Chee Chew joined the CTO & Product Guilds on 7/17 for a special session where he shared his leadership philosophy, organizational insights, and more. Chee is the Chief Product Officer at Twilio. Previously, he was VP Consumer Engagement at Amazon (team of 3,500), VP Engineering at Google (built Hangouts). Earlier in his career, he coded the Windows 95 UI.

1. Becoming an Executive

One of the most challenging transitions is to shift from becoming a manager of ICs, to manager of managers.

As an IC or frontline manager, you are in the position of weighing in on specific solutions, architecture, etc. It’s a trap!

What happened: IC and a manager came to Chee to resolve a technical issue, and there was a debate about the best path forward. Chee broke the tie and even suggested a superior solution. He loved it. Next week, the same thing. The week after that, the same. The week after that, his manager quit; “You undermined me, Chee.”

On managing managers: One member transition from managing ICs to managing managers asked “if I know the right answer, how do I give that feedback without undermining the manager?” Chee’s response was two-fold:

(1) The simplest technique is asking a question; a plainly-stated hypothetical.

(2) “If you want to learn how to influence someone, you need to learn how to ask the right question.

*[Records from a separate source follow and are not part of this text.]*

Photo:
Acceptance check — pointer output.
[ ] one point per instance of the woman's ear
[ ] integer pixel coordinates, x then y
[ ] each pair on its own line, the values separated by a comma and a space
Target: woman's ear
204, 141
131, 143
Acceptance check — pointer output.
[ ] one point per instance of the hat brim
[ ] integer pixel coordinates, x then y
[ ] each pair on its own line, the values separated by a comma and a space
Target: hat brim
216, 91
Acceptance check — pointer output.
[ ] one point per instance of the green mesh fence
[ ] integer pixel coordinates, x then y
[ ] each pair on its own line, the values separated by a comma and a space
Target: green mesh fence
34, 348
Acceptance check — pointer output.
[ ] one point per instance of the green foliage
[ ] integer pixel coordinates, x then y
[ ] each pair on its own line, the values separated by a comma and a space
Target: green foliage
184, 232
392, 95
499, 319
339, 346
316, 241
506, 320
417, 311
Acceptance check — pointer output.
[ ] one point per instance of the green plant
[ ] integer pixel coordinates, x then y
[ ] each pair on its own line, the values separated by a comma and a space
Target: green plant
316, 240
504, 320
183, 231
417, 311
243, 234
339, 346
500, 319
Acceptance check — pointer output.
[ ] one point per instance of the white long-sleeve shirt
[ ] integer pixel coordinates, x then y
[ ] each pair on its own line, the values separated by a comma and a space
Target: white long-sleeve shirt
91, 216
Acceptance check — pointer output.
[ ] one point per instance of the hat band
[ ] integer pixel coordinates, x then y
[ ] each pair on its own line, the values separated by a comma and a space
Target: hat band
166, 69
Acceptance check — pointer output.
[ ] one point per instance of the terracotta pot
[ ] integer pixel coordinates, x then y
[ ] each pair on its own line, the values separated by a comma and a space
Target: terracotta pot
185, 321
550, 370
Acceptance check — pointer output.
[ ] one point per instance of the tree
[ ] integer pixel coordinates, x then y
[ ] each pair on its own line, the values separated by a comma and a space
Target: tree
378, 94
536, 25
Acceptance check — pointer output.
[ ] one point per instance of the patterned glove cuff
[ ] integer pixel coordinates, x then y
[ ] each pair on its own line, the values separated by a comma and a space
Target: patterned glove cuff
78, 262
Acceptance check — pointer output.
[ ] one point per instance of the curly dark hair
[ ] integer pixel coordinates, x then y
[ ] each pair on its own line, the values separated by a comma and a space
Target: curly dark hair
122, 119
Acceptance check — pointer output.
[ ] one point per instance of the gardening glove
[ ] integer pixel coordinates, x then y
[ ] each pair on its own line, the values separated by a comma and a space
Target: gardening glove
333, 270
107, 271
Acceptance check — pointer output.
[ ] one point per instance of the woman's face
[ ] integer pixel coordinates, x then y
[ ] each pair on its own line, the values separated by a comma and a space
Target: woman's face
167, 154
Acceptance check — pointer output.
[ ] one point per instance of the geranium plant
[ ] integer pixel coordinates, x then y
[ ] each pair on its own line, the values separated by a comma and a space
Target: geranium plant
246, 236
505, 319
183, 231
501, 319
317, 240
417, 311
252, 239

It’s human nature to tell. They will only learn when you ask.”

2. Avoiding Shock Absorbers in Communication

As you have more layers of management, one interesting thing happens: you have shock absorbers in organizational communication. This applies to communication flowing from the top down, and bottom up. Positive feedback gets watered down… and critical frontline issues get positioned as minor issues.

Enter Vegas Lunches. These are skip meeting lunches with guaranteed confidentiality (“What happens in Vegas…”) Chee is extraordinarily candid and open, and will speak on any topic. This encourages candor from the IC/frontline manager, so Chee can truly understand what’s happening on the front lines.

One thing you will have to constantly fight: ”Oh, that’s not important enough to bother the Chief Product Officer with.” Well, it is important enough. If you can prevent a bad decision with 5-10 minutes of effort, it will save you hours of effort down the road.

3. Radical Transparency

Chee is a huge proponent of radical transparency through open meetings and open project reviews. Almost every (non 1-1, non-customer) meeting that Chee is a part of is public and open to the company. Some meetings have as many as 70 people, with as many as 30-40 people just passively listening via Zoom. All meetings are recorded and published across the org, so that people in other timezones can understand what was decided… and more importantly, why. Everyone is allowed to join and weigh in with concerns. (That said, there have to be clear rules of engagement to avoid meetings getting bogged down.) Donut also has a “lottery” feature that lets people opt into a lottery program for meeting execs, either 1:1 or in groups—if you’re trying to encourage that connectivity in your orgs.

4. Recognizing Team Members

Chee is an enormous believer in spot bonuses (regardless of $ amount) to recognize great work and build culture. He has done it on teams small and large, and thinks that it is single handedly one of the most important tools in reinforcing culture and telling the organization what good work looks like. If you’re interested in implementing this into your org, be sure to check out Bonusly (part of FirstMark family)

5. How Chee spends his time at Twilio scale:

  • 25% of time is one-on-one (and in fact with anyone who asks)
  • 25-30% are project reviews
  • Balance on cross-functional meetings (exec team, e.g.)
  • 5-10% maker time, topics

Pro Tips

Pro tip #1: If employees learn that you give employees a salary bump to retain them… you’re telling everyone that is your comp philosophy. And all of a sudden more people will threaten to quit. Broader takeaway: whatever your policies are, you need to be so confident in it that you’re comfortable with the entire org knowing the policy.

Pro tip #2: on finding a mentor, you need someone who can mentor you. Perhaps they approach the world like you do, or can coach someone like you. Everyone says, “hey, who’s a good mentor…” and then immediately starts focusing on accomplished people.